Hope you can give me some advice.
I’ve been married for four years now and although my husband’s body was never that of a “magazine cover” model, I was happy with the way he looked. I love Andrew dearly and we have great fun together but I worry so much about how “big” he’s become now. I’ve tried talking to him about his weight but he won’t listen, he thinks I’m nagging and he gets really upset and very sensitive.
I also noticed that he tries to avoid anything physical like country walks, swimming and even a holiday had been cancelled because “he wasn’t in the mood” (I don’t think he wanted to lay by the pool)
The thing is we’re still in our late 20’s and have our whole lives ahead of us. Sometimes I worry about where this is all going and it makes me really sad. We don’t have kids yet – but I don’t know if I want to with a man who’s so overweight. Will our kids be unfit and unhealthy?

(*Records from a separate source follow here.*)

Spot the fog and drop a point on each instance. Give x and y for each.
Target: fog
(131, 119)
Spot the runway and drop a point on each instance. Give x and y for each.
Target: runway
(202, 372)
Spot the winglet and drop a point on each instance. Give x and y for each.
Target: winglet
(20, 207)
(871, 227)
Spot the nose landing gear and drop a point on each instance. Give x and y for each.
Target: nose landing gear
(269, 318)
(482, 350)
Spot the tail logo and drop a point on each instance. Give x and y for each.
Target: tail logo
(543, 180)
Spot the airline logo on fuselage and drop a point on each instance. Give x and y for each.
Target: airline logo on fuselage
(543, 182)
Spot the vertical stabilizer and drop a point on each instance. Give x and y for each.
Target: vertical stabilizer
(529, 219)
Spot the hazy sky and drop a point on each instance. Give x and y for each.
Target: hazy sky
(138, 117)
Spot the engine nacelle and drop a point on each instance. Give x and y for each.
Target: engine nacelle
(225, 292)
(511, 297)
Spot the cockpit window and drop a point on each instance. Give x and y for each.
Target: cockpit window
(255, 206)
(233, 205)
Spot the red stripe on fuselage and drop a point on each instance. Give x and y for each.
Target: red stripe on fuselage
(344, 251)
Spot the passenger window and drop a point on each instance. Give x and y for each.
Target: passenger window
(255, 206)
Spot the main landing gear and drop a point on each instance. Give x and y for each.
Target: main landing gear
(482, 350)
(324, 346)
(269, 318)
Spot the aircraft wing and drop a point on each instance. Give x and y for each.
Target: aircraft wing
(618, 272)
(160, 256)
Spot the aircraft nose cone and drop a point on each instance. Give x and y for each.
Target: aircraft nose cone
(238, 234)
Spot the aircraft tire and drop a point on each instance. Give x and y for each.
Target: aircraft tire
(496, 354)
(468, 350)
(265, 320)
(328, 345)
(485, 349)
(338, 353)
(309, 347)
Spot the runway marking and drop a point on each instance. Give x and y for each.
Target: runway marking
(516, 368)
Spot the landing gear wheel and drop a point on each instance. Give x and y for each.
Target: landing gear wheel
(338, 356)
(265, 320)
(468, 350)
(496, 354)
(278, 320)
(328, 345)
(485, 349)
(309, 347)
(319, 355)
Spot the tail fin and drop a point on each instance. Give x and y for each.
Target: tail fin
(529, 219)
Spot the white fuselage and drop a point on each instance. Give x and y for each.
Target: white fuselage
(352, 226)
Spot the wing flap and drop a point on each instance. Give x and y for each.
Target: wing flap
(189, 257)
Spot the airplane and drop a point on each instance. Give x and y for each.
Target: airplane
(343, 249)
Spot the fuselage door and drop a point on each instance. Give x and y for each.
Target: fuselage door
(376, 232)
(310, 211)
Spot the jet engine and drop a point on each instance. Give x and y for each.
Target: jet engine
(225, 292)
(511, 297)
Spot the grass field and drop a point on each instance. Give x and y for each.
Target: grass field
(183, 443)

What can I do to change the man that I love so much?
Danger, danger, DANGER! I just have to say that before moving on. This is such a touchy issue and you need to tread very lightly. That’s the sobering part; the good news is you’re both young and I think you can turn things around. With that in mind, here’s what I would recommend:
MAKE SURE HE KNOWS YOU ARE ON HIS TEAM: Of all the things I am going to tell you, I feel like this is the most important. Andrew needs your support! He needs to know the reason behind your effort to get him back in shape is not so he’ll look like Ryan Reynolds or any other Hollywood hunk. This is about the man you love, the man you want to spend the rest of your life with and you want him to be healthy. I do not think you can say this enough. I think it will sound less like nagging if you approach it from a place of love and concern.

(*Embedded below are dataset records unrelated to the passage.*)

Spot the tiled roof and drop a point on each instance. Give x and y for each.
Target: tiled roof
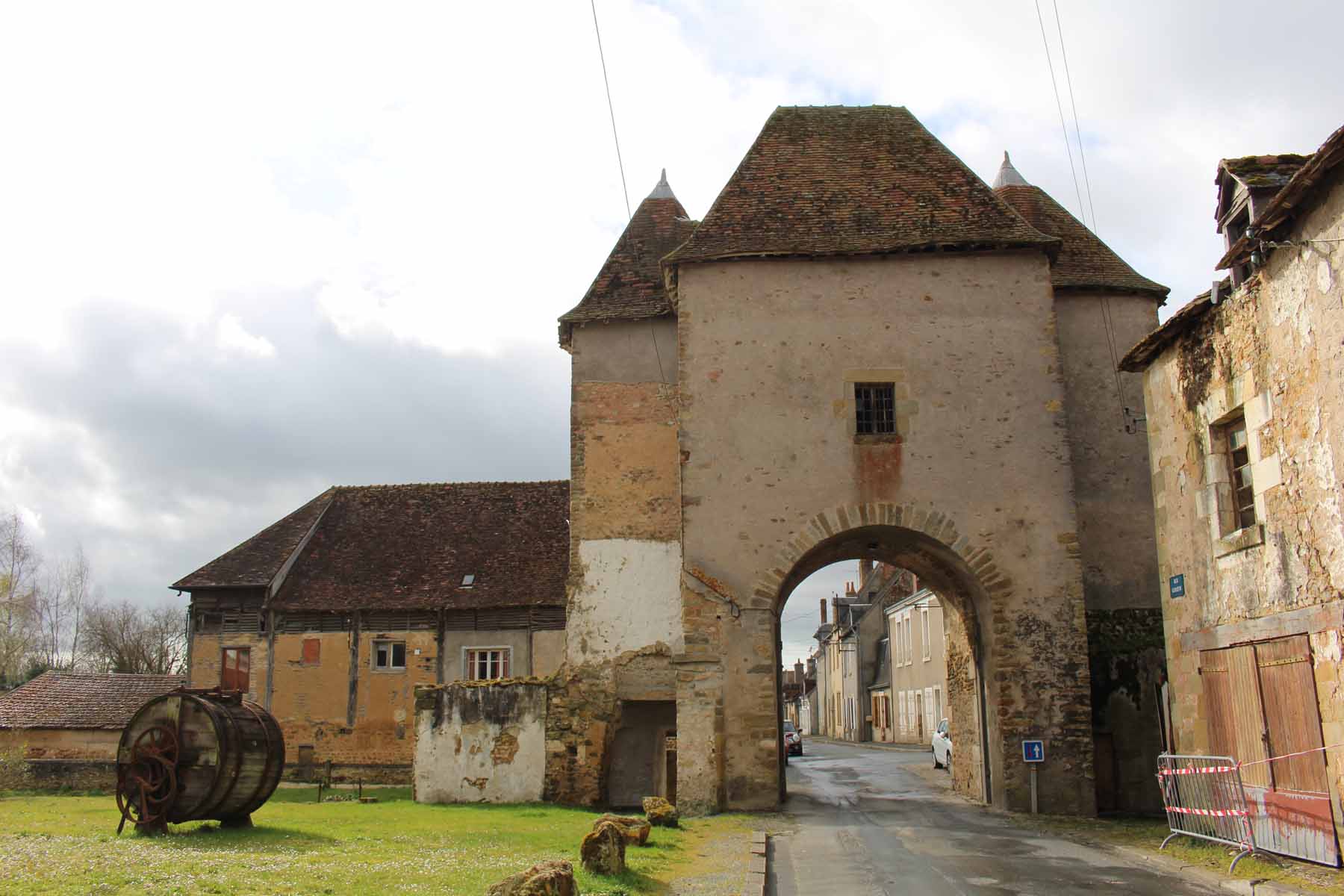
(1083, 262)
(629, 287)
(1263, 171)
(847, 180)
(1140, 356)
(81, 700)
(410, 546)
(255, 561)
(1293, 195)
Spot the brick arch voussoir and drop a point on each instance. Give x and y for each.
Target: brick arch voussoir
(921, 517)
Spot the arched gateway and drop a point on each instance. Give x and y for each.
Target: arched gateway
(863, 351)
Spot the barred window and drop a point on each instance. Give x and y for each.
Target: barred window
(390, 655)
(1239, 469)
(875, 408)
(484, 664)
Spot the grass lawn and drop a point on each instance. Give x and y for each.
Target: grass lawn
(69, 845)
(1148, 833)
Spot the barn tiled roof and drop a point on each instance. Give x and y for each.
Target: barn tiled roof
(408, 547)
(81, 700)
(629, 287)
(1083, 261)
(255, 561)
(847, 180)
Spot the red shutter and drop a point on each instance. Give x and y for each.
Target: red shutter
(234, 669)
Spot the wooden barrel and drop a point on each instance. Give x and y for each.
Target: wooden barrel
(190, 755)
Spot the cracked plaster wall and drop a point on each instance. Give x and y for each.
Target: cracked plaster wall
(480, 743)
(1275, 352)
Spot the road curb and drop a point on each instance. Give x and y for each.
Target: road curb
(759, 869)
(1210, 877)
(870, 744)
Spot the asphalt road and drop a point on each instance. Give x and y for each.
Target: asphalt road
(885, 821)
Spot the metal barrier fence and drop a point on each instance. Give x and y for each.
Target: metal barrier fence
(1204, 798)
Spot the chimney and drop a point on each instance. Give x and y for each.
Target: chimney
(865, 570)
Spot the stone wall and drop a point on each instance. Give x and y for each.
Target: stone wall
(1116, 538)
(480, 742)
(363, 723)
(1272, 355)
(772, 469)
(624, 621)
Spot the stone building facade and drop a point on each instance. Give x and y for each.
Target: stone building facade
(1245, 413)
(726, 447)
(915, 685)
(335, 615)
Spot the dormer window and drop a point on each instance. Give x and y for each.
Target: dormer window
(1234, 230)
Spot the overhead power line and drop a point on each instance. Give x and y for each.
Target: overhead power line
(1107, 317)
(620, 164)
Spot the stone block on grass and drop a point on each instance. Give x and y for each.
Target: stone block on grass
(544, 879)
(636, 830)
(660, 812)
(603, 850)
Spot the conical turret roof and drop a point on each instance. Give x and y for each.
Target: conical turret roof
(853, 180)
(1008, 175)
(629, 287)
(1083, 261)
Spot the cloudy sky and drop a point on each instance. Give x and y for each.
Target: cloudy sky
(250, 250)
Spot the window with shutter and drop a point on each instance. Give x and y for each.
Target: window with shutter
(234, 673)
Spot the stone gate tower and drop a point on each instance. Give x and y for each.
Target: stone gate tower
(863, 351)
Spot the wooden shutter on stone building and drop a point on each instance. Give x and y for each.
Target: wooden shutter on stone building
(1260, 700)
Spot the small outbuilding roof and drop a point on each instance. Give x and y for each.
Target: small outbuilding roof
(81, 699)
(853, 180)
(418, 547)
(1142, 355)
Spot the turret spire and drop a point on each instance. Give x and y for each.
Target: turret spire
(663, 190)
(1008, 175)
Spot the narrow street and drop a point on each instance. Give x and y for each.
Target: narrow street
(885, 821)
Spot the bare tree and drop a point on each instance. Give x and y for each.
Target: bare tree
(77, 583)
(18, 600)
(129, 638)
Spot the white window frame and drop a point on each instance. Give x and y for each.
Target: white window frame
(924, 618)
(910, 649)
(503, 648)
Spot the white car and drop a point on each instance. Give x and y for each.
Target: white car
(942, 747)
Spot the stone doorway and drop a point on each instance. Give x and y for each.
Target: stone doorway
(641, 765)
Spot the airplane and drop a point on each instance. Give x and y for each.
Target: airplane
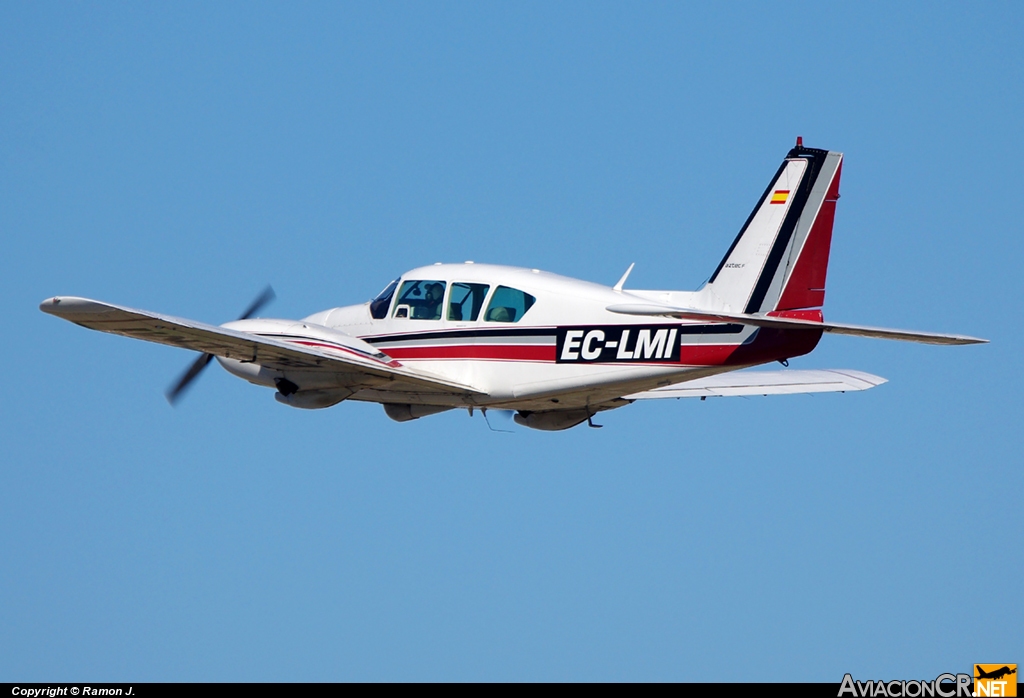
(552, 350)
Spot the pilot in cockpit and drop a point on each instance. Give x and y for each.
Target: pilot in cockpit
(432, 301)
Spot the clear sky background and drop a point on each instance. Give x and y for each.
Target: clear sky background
(179, 157)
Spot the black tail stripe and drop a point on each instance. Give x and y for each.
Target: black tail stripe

DEVISE A PLAN AND GET TO WORK: Weight gain is one of those insidious things. I don’t mean how it happens, anyone who took biology in high school knows eating more than we expend is the answer there. No, I’m actually talking about the WHY. So many of us we start get busy and pretty soon workouts are replaced by just plain work, or family appointments, sleep or just plain life. I’m not saying it’s right, it just is. So the best way to combat that is with a plan and making it a priority. What I’ve done with my husband is enlisted the help of his doctor. When I make the appointment for the yearly physical, I’ll just let him know that hubby’s weight is creeping up there and ask if he can mention it to him. That’s a start. You can also join a gym, work out at home or just walk after meals but do it together, again showing him how much you support and care for him. Added bonus, you’ll get in shape too.

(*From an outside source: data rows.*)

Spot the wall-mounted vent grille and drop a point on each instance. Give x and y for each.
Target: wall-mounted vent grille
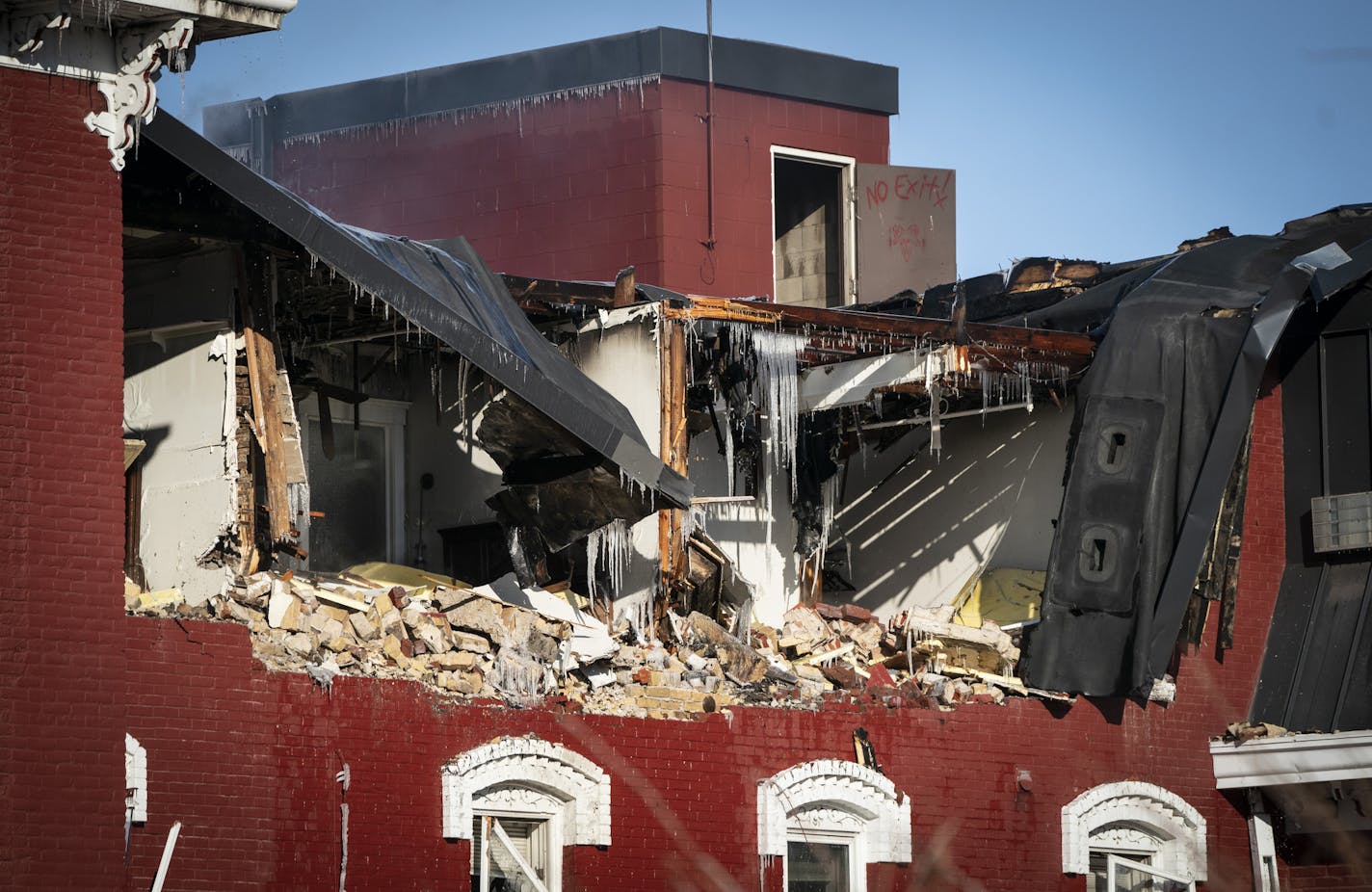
(1342, 523)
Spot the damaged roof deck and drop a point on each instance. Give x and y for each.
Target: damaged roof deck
(790, 397)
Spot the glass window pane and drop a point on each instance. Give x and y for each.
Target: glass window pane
(528, 839)
(816, 866)
(350, 490)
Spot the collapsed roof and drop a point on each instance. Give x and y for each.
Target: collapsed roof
(449, 294)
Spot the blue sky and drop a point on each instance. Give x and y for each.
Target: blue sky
(1103, 131)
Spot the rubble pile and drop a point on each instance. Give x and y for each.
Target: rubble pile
(527, 645)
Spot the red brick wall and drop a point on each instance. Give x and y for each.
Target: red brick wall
(61, 490)
(248, 759)
(579, 188)
(747, 125)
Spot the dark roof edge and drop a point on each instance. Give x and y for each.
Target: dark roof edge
(618, 59)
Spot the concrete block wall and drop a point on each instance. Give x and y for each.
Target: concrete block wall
(747, 125)
(563, 188)
(585, 186)
(61, 490)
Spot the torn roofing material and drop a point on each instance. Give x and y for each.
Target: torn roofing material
(452, 296)
(1162, 413)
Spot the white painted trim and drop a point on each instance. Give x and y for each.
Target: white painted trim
(1293, 759)
(135, 779)
(1178, 829)
(845, 191)
(1262, 846)
(847, 787)
(857, 855)
(550, 769)
(390, 416)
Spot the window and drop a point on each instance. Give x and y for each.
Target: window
(821, 863)
(1133, 837)
(829, 820)
(1132, 875)
(512, 853)
(356, 484)
(812, 223)
(520, 800)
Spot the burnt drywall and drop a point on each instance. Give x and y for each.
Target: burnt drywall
(918, 533)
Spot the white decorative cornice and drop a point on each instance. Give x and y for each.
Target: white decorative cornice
(129, 93)
(834, 795)
(550, 775)
(1138, 811)
(1293, 759)
(119, 47)
(28, 33)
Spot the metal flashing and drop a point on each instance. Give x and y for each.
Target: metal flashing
(1293, 759)
(638, 57)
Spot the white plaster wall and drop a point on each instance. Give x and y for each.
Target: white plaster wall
(624, 361)
(759, 536)
(175, 400)
(175, 397)
(989, 501)
(464, 474)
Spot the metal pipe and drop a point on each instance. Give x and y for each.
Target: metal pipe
(709, 123)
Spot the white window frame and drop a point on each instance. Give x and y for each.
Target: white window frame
(831, 799)
(553, 829)
(1115, 862)
(847, 165)
(390, 416)
(562, 787)
(1174, 829)
(857, 853)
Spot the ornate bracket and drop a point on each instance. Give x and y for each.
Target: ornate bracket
(129, 95)
(28, 32)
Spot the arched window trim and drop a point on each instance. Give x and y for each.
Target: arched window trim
(881, 814)
(1177, 826)
(530, 763)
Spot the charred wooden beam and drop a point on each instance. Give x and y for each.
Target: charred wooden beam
(879, 331)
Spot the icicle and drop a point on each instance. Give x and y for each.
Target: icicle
(777, 379)
(728, 452)
(609, 548)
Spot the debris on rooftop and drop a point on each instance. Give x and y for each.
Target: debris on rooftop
(523, 645)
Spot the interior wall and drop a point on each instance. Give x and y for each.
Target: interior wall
(177, 398)
(918, 533)
(437, 441)
(808, 249)
(624, 361)
(757, 536)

OFFER LOTS OF SUPPORT: I touched on this in the previous paragraph but you have to know how critical this component is. Weight loss and getting in shape can be frustrating; you’re dieting and hungry and cranky yet the scale hasn’t budged and you’re ready to throw in the towel. This is where the support system comes in. Keep reminding Andrew of the bigger picture; that this is not about going down a few notches in his belt rather making healthy choices that will last a lifetime. And let him know he’s still sexy/handsome/cute whatever you use to describe him. I think it will help with his self-esteem and he might not be so shy the next time you book a vacation to a warm weather spot.
I would also suggest trying to incorporate some fun into your weight loss efforts. Maybe the two of you could take up an active hobby like cycling or rollerblading and as the weight comes off, he may start feeling better physically and want to do even more. Don’t worry too much about what things will be like when you have kids. Hopefully by then, you both will understand what it takes to incorporate healthy habits into your daily routine. If you are patient, consistent and supportive I’m sure you’ll be rewarded.